Background technique
Electoral system sets up the history for having over one hundred year so far, and the prediction of general election result is paid close attention to by various circles of society,
Multiclass prediction technique and technology are emerged.
Initial election prediction relies on opinion poll, fact-finding organ be generally from survey organization, major mainstream media and
The research institution of university, they are often based upon Sampling Survey theory and carry out information collection, are aided with expertise amendment, with the will of the people
The political wind direction of test assessment obtains prediction result in turn.This prediction technique advantage based on poll is: real-time is stronger, closes on
Election may include in the result the new information that the will of the people impacts.But due to investigation method, sample size and poll
The influence of the factors such as political party of mechanism tendentiousness, poll result often have partially.

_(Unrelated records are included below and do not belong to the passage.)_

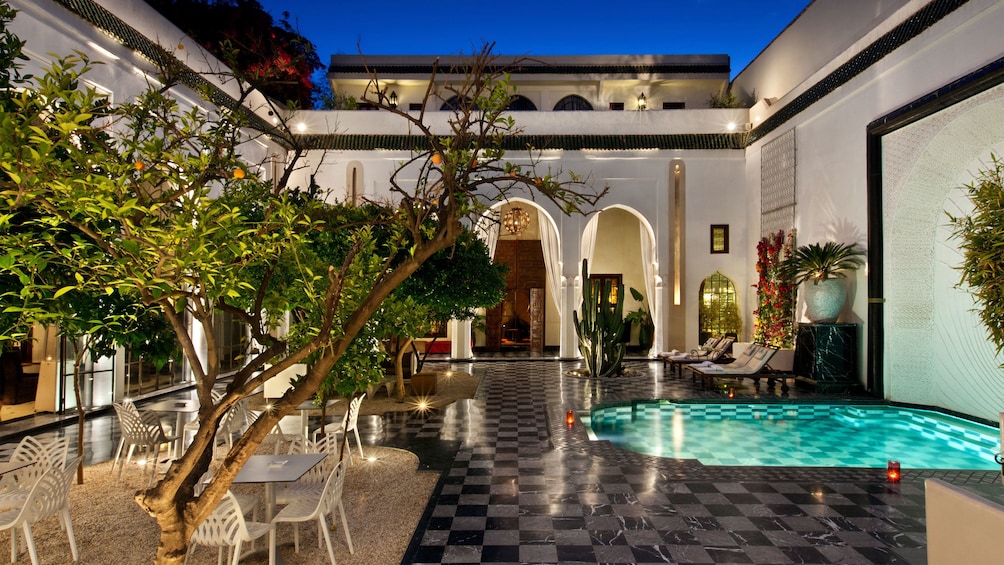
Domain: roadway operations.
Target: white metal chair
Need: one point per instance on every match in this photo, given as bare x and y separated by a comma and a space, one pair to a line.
142, 431
309, 509
15, 486
226, 527
345, 426
312, 483
48, 497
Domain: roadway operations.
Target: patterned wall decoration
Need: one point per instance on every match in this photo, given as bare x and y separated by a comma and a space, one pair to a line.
936, 349
777, 185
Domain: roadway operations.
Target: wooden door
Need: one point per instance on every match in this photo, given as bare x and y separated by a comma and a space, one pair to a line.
537, 311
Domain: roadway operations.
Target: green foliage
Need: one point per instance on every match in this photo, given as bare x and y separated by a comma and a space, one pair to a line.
601, 326
814, 262
726, 98
981, 241
455, 282
166, 215
272, 55
10, 52
643, 318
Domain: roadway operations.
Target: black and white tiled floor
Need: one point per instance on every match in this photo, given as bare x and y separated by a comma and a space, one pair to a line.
519, 486
524, 488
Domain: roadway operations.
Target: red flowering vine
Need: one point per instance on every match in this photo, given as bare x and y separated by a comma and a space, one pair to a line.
775, 295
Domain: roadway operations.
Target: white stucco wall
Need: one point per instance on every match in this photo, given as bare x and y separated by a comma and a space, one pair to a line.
831, 169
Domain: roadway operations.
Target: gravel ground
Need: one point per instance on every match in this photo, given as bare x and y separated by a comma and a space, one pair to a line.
384, 501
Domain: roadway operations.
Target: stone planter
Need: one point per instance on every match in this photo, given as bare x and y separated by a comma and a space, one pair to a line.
783, 360
824, 300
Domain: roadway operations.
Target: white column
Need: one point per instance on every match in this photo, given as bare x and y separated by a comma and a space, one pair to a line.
460, 347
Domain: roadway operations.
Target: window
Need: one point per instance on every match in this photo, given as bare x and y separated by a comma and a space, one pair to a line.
353, 183
521, 103
720, 238
231, 341
719, 311
572, 102
600, 281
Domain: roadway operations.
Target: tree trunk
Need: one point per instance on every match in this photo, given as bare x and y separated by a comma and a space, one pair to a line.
77, 359
399, 367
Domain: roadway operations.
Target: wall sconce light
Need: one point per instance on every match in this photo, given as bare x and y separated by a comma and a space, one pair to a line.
893, 472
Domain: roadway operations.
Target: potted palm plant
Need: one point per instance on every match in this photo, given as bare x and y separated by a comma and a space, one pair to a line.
825, 266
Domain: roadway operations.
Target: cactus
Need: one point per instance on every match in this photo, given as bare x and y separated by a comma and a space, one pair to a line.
600, 328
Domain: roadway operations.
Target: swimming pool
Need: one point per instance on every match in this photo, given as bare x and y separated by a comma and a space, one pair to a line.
796, 435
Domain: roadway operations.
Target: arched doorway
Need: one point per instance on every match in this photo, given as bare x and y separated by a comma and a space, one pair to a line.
619, 241
523, 237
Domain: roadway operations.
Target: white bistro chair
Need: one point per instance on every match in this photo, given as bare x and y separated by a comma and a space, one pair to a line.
48, 497
344, 426
227, 528
314, 508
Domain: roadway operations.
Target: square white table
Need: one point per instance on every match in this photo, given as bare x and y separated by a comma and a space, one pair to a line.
181, 407
276, 469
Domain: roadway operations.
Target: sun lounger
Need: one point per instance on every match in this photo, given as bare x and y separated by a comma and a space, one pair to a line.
752, 363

It is subsequent, there are some scholars and corporate facility to propose the prediction technique based on macrovariable.This kind of prediction technique is comprehensive
It closes and considers State-level macroeconomic data, building prediction model predicts general election percentage of votes obtained.Such method prediction model
It is easy to get, has to election results stronger explanatory.But prediction model is often based upon long history data, and timeliness is not strong, nothing
Method introduces the up-to-date information for closing on election in a model;And in the case where candidate is roughly the same, it is difficult to make Accurate Prediction.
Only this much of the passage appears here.